Pattern-Matching Algorithm
This is slide from class at my University, it about Pattern-Matching Algotithm..
And I try to code it in Java below;
// Get values for both the text T1,T2 ... Tn and the pattern P1 P2 ... Pm
String[] T = {"Java", "is", "too", "delicious", ", Dr.Java", "is", "confrim!"};
String[] P = { "is", "too"};
// Get values for n and m, the size of the text and the pattern, respectively
int n = T.length;
int m = P.length;
// Set k1 the starting location for the attempted match, to 1
int k = 0;
// While(k<=(n-m+1))do
while (k <= (n - m + 1) - 1) {
// Set the value of i to 1
int i = 0;
// Set the value of Mismatch NO
boolean Mismatch = true; // Not found (true - NO)

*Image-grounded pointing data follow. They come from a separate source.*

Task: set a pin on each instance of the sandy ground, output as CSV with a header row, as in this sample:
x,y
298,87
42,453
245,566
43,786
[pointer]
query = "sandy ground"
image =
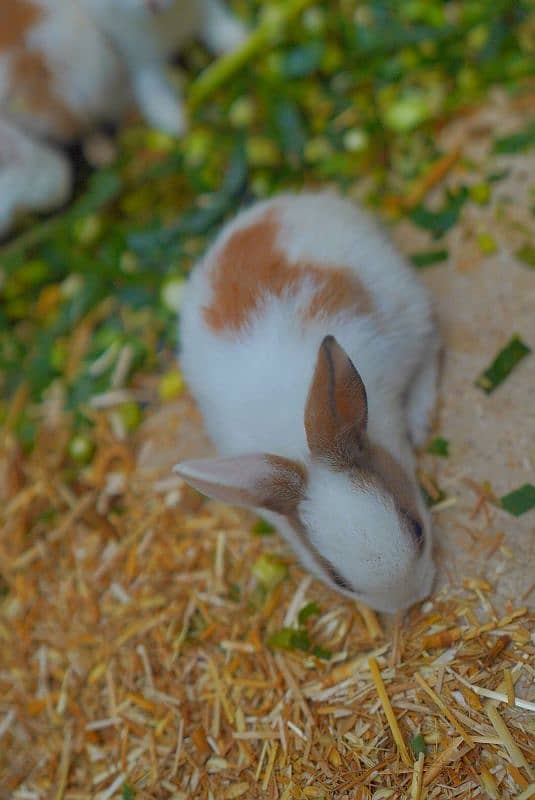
x,y
482,300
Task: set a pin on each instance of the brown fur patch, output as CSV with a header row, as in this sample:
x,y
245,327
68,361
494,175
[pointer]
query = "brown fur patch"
x,y
17,17
380,465
34,95
336,409
252,266
286,486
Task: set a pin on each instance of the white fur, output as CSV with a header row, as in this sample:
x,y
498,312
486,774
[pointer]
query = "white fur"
x,y
252,385
102,56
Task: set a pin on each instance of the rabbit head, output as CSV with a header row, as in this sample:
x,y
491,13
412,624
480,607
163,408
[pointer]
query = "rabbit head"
x,y
357,516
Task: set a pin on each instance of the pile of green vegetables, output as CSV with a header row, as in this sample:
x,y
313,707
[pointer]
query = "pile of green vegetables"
x,y
324,92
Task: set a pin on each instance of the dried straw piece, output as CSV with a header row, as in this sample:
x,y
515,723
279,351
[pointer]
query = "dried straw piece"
x,y
517,756
418,777
443,707
448,756
527,793
387,707
488,783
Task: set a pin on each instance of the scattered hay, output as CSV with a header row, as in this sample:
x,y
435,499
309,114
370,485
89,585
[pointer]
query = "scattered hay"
x,y
134,658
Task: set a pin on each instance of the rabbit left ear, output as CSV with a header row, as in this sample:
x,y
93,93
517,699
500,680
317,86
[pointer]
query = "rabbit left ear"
x,y
258,480
336,411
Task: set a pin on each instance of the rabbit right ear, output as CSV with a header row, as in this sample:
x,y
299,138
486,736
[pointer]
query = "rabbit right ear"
x,y
336,411
257,480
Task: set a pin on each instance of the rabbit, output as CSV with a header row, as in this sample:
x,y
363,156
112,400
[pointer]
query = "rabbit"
x,y
67,65
313,353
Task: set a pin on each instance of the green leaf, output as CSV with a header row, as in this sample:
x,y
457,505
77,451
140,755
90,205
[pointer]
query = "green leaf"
x,y
310,610
504,363
289,639
262,528
520,501
152,244
428,257
102,188
291,131
439,447
321,652
439,222
302,60
418,745
516,142
269,571
437,498
526,253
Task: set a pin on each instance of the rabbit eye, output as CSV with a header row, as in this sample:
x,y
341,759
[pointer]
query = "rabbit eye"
x,y
417,531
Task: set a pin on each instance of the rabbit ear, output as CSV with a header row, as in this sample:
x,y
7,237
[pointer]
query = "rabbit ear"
x,y
257,479
336,411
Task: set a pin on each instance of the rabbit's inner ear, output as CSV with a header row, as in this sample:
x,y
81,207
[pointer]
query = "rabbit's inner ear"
x,y
258,480
336,411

// While both (i<=m) and (Mismatch = NO) do
while ((i <= m - 1) && (Mismatch)) { // if Not found (true - NO)
// if Pi != Tk+(i-1) then
if (P[i].equals(T[k])) { // if Found(true)
// Set Mismatch to YES
Mismatch = false; // Found (false - YES)
// Else
} else {
// Increment i by 1 (to move to the next character)
i = i + 1;
// End of the loop
// If mismatch = NO then
if (!Mismatch) { // if Found (false - YES)
// Print the message 'There is a match at position'
System.out.print("There is a match at position ");
// Print the value of k
// Increment k by 1
k = k + 1;
// Enf of the loop
// Stop, we are finished
But I have a question! why in pseudo code version, check if P not equal T ? I think it would rather to be check if P equal T (How it difference with my version? , sorry for my terrible English)
You made a translation mistake at the inner while
while ((i <= m - 1) && (Mismatch)) { // if Not found (true - NO)
In pseudo code it was said to be Mismatch=no
which would be !Mismatch
This resulted in the case that you had to invert the inner if statement.
The pseudo code essentially checks from every point a match could possibly begin in T (1 <= k <= n-m+1
), loops and checks that the substring of T from k to k+m-1 matches P. So as soon as it finds one mismatched letter, it stops checking the substring, and increments k (to check from the next position). That conditional (T[k+i-1] != P[i]
) is the breaking condition for the inner loop, and the boolean to flag that from the current starting position k
, there is no match.
Note that this algorithm has complexity O(nm)
which is slow. There are smarter algorithms that can search in linear time, like KMP.